GPU Health Monitor
Overview
The GPU Health Monitor continuously monitors the health of NVIDIA GPUs in your Kubernetes cluster using DCGM (Data Center GPU Manager). It detects GPU hardware issues like ECC errors, thermal problems, and PCIe failures before they impact your workloads.
Think of it as a heart rate monitor for your GPUs - constantly checking vitals and alerting when something goes wrong.
Why Do You Need This?
GPU failures are expensive and can cause silent data corruption or job crashes:
- Early detection: Catch GPU issues before they crash training jobs
- Prevent data corruption: Detect ECC errors that could silently corrupt computation results
- Avoid cascading failures: Identify problematic GPUs before they impact multi-node workloads
- Save time: Automatically detect issues instead of manual investigation
Without GPU monitoring, failures often go unnoticed until jobs crash or produce incorrect results, wasting valuable compute time and requiring manual troubleshooting.
How It Works
The GPU Health Monitor runs as a DaemonSet on GPU nodes:
- Connects to DCGM service running on each node
- Polls DCGM health checks at regular intervals (default: configured polling interval)
- Detects GPU health issues (ECC errors, thermal problems, PCIe issues, etc.)
- Sends health events to Platform Connectors via gRPC
- Maintains state to avoid duplicate event reporting
DCGM provides comprehensive GPU health monitoring including memory errors, thermal violations, PCIe problems, and more.
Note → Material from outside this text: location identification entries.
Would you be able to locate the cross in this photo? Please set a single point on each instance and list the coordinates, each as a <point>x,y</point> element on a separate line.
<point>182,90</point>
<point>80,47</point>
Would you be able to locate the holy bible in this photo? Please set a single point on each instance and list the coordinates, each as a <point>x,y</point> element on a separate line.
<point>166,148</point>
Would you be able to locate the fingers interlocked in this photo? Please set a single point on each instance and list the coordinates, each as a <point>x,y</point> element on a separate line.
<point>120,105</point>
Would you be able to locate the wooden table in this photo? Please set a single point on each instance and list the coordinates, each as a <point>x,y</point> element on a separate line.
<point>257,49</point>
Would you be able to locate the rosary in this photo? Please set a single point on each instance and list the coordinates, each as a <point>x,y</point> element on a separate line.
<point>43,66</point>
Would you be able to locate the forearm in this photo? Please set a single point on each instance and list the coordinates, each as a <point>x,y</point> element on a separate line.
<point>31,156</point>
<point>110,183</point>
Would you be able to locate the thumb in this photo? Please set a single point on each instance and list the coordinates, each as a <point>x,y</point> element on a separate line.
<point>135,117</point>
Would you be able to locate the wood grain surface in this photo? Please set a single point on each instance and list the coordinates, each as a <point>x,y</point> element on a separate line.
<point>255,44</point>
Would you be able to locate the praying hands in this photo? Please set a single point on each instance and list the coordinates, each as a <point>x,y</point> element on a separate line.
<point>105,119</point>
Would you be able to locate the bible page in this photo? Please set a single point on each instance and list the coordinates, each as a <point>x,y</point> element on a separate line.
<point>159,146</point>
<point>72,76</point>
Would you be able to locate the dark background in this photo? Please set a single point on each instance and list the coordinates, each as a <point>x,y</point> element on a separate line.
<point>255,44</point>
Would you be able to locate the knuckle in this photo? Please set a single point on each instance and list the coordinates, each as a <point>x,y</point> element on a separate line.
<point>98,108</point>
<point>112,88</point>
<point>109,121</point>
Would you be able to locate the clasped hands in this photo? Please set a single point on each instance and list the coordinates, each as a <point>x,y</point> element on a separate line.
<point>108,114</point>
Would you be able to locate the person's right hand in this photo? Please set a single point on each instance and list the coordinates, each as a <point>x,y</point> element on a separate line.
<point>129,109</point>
The monitor translates these DCGM health checks into standardized health events that NVSentinel can act upon.
Configuration
Configure the GPU Health Monitor through Helm values:
Configuration Options
- DCGM Service: Configure DCGM endpoint and port
- Host Networking: Enable if DCGM service requires host network access
- Polling Interval: Configure how frequently to check GPU health (set via DCGM configuration)
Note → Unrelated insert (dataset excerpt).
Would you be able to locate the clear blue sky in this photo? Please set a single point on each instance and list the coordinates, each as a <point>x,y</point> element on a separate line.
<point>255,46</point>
- Verbose Logging: Enable detailed debug output
What It Monitors
DCGM Health Watches
The monitor checks multiple GPU health aspects through DCGM. Below are some of the key health watches - this is not an exhaustive list and may evolve over time as DCGM capabilities expand:
Memory Errors: Single-bit and double-bit ECC errors Thermal Issues: Temperature violations and throttling events PCIe Problems: PCIe replay errors and link issues Power Issues: Power violations and power capping events InfoROM Errors: GPU InfoROM corruption NVLink Errors: NVLink connectivity and error detection
Note: The specific health watches available depend on your DCGM version and GPU model. NVIDIA regularly adds new health checks and monitoring capabilities to DCGM. Consult your DCGM documentation for the complete list of supported health watches for your environment.
Key Features
DCGM Integration
Leverages NVIDIA’s Data Center GPU Manager for comprehensive GPU health monitoring with proven reliability.
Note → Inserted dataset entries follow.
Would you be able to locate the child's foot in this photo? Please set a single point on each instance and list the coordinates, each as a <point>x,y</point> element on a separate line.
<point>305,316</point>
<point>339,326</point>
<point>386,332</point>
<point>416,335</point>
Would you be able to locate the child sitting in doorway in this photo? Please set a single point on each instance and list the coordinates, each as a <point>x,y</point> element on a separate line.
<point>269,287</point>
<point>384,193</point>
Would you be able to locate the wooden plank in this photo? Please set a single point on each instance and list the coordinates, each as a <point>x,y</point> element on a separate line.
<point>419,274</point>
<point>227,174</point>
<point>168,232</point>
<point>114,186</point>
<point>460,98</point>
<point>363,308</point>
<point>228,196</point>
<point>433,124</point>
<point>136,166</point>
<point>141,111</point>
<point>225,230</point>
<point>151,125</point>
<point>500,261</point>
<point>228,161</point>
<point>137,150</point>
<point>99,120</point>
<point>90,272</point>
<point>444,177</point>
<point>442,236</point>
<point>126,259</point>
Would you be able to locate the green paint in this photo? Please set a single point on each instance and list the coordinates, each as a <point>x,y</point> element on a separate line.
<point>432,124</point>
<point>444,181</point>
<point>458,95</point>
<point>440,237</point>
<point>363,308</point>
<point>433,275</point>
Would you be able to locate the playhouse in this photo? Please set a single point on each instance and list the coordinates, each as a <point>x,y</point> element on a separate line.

Automatic State Management
Maintains entity-level cache to track reported issues and avoid sending duplicate events within a single boot session.
Categorized Health Events
Maps DCGM health checks to categorized events (fatal, warning, info) for appropriate response levels.
GPU Metadata Enrichment
Includes GPU serial numbers, UUIDs, and other metadata in health events for precise identification and tracking.
Connectivity Monitoring
Detects and reports DCGM connectivity issues to ensure monitoring remains functional.